The Turlock City Council held a special meeting to review the plans made — and potential options — when it comes to securing a reliable source of drinking water. The council heard a presentation from the city of Modesto on the possibility of obtaining treated surface water from the Modesto Regional Water Treatment Plant. The City of Turlock could either participate as a customer of the MRWTP with the City of Modesto as the water retailer, or as a partner in the MRWTP and therefore assuming future costs for “build-out capacity.” Turlock city staff recommended against abandoning the SRWA project with Ceres and against seeking a contract with Modesto due to higher total costs and additional time to become operational.
Former Turlock City Council member Bill DeHart, who worked on the SRWA agreements, urged the council to stay the course with the project.
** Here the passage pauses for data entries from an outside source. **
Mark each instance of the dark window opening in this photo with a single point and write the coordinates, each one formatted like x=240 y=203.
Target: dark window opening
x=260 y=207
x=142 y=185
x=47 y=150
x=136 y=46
“We are on the cusp of being able to satisfy the immediate need should our wells go down…I would like to encourage the council at this point to project their favorable consideration to the existing arrangement with SRWA and that we continue that relationship,” said DeHart. “But never let it be said that I didn’t pass along my gratitude for keeping eyes and ears open to opportunities for saving the ratepayers money.”
Turlock resident Mike Melendes urged the city to stay with the project taking into consideration the amount of money that has already been spent — which is approximately $19.4 million between both Turlock and Ceres.
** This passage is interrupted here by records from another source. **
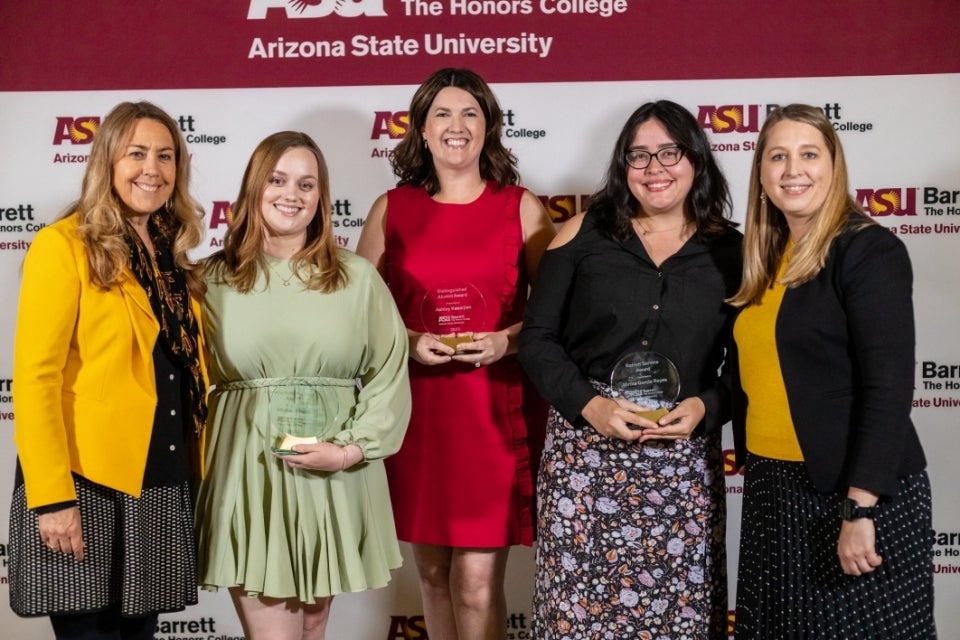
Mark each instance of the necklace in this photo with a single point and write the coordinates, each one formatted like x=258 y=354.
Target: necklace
x=285 y=281
x=644 y=231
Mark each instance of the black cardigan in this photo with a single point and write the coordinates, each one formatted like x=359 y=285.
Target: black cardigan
x=846 y=346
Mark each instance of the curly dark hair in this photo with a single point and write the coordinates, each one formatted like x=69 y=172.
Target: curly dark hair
x=708 y=204
x=412 y=161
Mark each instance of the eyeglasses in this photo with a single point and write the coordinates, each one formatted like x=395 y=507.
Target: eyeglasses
x=667 y=157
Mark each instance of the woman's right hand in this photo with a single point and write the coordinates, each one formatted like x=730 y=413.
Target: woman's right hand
x=427 y=350
x=61 y=531
x=613 y=418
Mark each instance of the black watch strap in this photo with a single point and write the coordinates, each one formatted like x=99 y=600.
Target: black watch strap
x=850 y=510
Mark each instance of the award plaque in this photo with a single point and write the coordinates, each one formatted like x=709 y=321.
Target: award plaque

“I’m super excited that you guys are moving forward on a direction,” added former Turlock Planning Commissioner Nick Hackler.
He went on to say that talk of partnering with Modesto would not be in Turlock’s long-term benefit.
“If we ever want to talk economic development, we have to secure two sources of water,” said Hackler. “And being in control of water is really the key to anything moving forward. Right now it’s not such a big issue because we’ve had a couple of good rain years, but that could disappear real quickly.”
Turlock Vice Mayor Andrew Nosrati charged that the special meeting was politically motivated to “fulfill a campaign promise (by Mayor Amy Bublak)… as an attempt to do your best to make sure that we spend our money as wisely as possible.” He then read a social media post from Bublak’s November 2018 campaign where she promised to stop a water rate increase.
Bublak called Nosrati’s comment was “inappropriate.”
Councilman Gil Esquer said he didn’t see where changing direction at this point would benefit Turlock or the ratepayers.
“My feeling is we need to get this project completed as soon as possible. My recommendation is we continue moving forward in the direction we started,” said Esquer.
Councilmembers Nicole Larson and Becky Arellano also voiced support for the project.
“If you have the opportunity to maintain and own your own structure water — water is like gold in this time,” said Arellano. “Having control over our own destiny and actually having the ability to offer our surrounding towns the option to join in or not is going to be huge.”
Bublak defended her hesitations over the project when she said: “I will never apologize for standing up for the ratepayers…I promised that I would try and figure out how to do this and I’m always going to keep my word. It is not political. It is me having a reputation and keeping my word.”
Editor Jeff Benziger contributed to this article.